The other day I ran into a guy that used to come into the coffee shop I worked in, a guy that shared a similar love for writing that I did and who was now, or would be soon, going to school for English. We talked for a moment and then parted ways, but I couldn’t help thinking of how envious I was of his position. Sure, college, an artistic degree, English in particular, is far from being sunshine and roses–there’re papers you don’t care about, pieces of work you have no interest in studying–but I miss being an English major if for nothing else than because I was around other writers.
I’ve made this point before, but I am of the belief that more people should write. Too many believe that if you’re going to write, or draw, or knit–what have you–then you have to be doing it for money, else it isn’t worth doing. Others believe that because they aren’t particularly good at writing, they have no business doing it–that they should leave it to the professionals; “let the janitor clean it up, that’s his job,” if you will.
But that isn’t true.
I could make the case that a handful of the individuals I graduated college with, each of whom received an English degree, weren’t necessarily all that great at writing. I could argue that I myself was fairly hit or miss too and sort of lucked my way through it all. But I heard those same people–and I’m including myself here–make some incredible statements about their own work and the work of their peers. I heard them tie together obscure themes, draw to light difficult to read motivations, and contribute to the conversation a different voice than any of the others in the room.
As a writer, you’re a thinker–it’s a requirement, believe it or not. And having an outlet to think, and I mean really think, not just yell out politically into some Facebookian abyss, allows you to discover something more about yourself. I grew to know myself better through my writing.

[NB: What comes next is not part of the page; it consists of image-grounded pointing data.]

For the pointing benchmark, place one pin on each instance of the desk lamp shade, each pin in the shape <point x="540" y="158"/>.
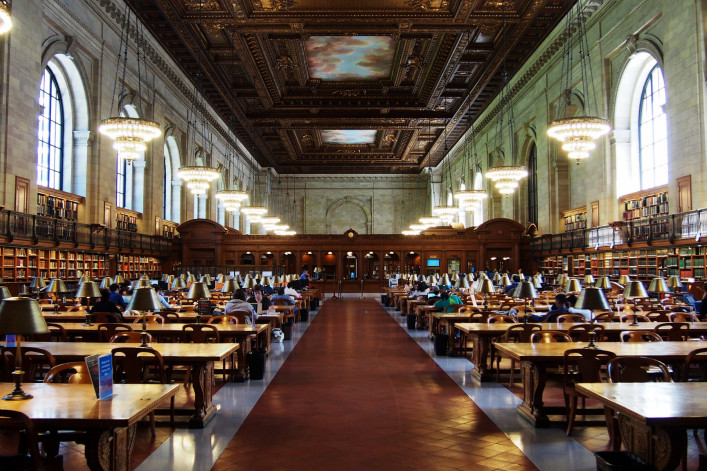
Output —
<point x="573" y="286"/>
<point x="37" y="283"/>
<point x="658" y="285"/>
<point x="179" y="283"/>
<point x="486" y="286"/>
<point x="624" y="280"/>
<point x="525" y="290"/>
<point x="106" y="282"/>
<point x="144" y="299"/>
<point x="674" y="282"/>
<point x="592" y="298"/>
<point x="635" y="289"/>
<point x="56" y="286"/>
<point x="603" y="283"/>
<point x="198" y="290"/>
<point x="20" y="316"/>
<point x="88" y="289"/>
<point x="229" y="286"/>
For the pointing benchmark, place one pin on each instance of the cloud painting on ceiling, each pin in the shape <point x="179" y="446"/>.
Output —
<point x="349" y="57"/>
<point x="348" y="136"/>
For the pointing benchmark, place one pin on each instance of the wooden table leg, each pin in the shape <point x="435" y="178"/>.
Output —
<point x="202" y="378"/>
<point x="534" y="378"/>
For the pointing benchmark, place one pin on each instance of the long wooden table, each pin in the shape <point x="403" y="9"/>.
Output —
<point x="653" y="417"/>
<point x="535" y="358"/>
<point x="482" y="335"/>
<point x="110" y="424"/>
<point x="199" y="356"/>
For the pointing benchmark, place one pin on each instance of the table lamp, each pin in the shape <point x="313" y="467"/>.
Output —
<point x="88" y="289"/>
<point x="635" y="289"/>
<point x="229" y="286"/>
<point x="198" y="290"/>
<point x="144" y="299"/>
<point x="525" y="290"/>
<point x="674" y="283"/>
<point x="20" y="316"/>
<point x="106" y="282"/>
<point x="573" y="286"/>
<point x="486" y="287"/>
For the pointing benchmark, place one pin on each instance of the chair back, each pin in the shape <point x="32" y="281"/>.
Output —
<point x="129" y="364"/>
<point x="638" y="370"/>
<point x="549" y="336"/>
<point x="571" y="318"/>
<point x="520" y="333"/>
<point x="673" y="331"/>
<point x="230" y="319"/>
<point x="639" y="336"/>
<point x="106" y="331"/>
<point x="580" y="332"/>
<point x="200" y="333"/>
<point x="73" y="373"/>
<point x="129" y="337"/>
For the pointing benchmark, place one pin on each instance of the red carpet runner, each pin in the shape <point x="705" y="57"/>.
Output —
<point x="357" y="393"/>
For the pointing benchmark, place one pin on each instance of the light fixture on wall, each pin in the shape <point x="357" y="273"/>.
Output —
<point x="197" y="177"/>
<point x="130" y="135"/>
<point x="577" y="133"/>
<point x="5" y="18"/>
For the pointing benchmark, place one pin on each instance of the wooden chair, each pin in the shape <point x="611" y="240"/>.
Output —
<point x="107" y="331"/>
<point x="130" y="366"/>
<point x="549" y="336"/>
<point x="35" y="363"/>
<point x="581" y="365"/>
<point x="571" y="318"/>
<point x="519" y="333"/>
<point x="72" y="373"/>
<point x="673" y="331"/>
<point x="639" y="336"/>
<point x="132" y="336"/>
<point x="580" y="332"/>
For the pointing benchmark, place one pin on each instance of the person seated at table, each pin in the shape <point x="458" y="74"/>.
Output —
<point x="558" y="308"/>
<point x="257" y="298"/>
<point x="447" y="301"/>
<point x="106" y="305"/>
<point x="115" y="296"/>
<point x="239" y="304"/>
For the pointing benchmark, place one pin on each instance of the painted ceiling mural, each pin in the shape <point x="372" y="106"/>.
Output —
<point x="349" y="57"/>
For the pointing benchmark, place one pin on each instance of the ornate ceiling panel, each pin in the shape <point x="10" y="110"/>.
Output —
<point x="358" y="86"/>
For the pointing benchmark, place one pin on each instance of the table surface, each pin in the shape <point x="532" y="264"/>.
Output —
<point x="669" y="351"/>
<point x="75" y="405"/>
<point x="670" y="404"/>
<point x="181" y="352"/>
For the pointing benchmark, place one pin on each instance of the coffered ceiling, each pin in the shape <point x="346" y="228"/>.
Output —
<point x="350" y="86"/>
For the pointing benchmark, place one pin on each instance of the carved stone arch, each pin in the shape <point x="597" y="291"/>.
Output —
<point x="330" y="223"/>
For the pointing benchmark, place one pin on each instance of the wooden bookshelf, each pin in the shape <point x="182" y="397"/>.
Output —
<point x="575" y="219"/>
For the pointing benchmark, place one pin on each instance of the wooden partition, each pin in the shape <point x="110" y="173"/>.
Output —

I grew to know my friends better too because writing, even if you aren’t trying, even if you’re lying or being satirical, is something that is always honest. Maybe not in content, but in way of speech, in tone, in voice and inflection and when jammed together into a whole, when the patterns become clear, something arises that is wholly you, whether you like it or not.
I am of the belief that more people should write because we aren’t honest enough with ourselves. We don’t think about the reasons why we believe the way we do, or think the way we do, or argue the way we do; we don’t take time to consider the why behind the what. And I know so many people with so much to say. Maybe they aren’t able to phrase it as well as they’d like, but they have the ability through a written word to contribute a different voice to the conversation and that’s something worth investing in–even if it doesn’t always sound so pretty.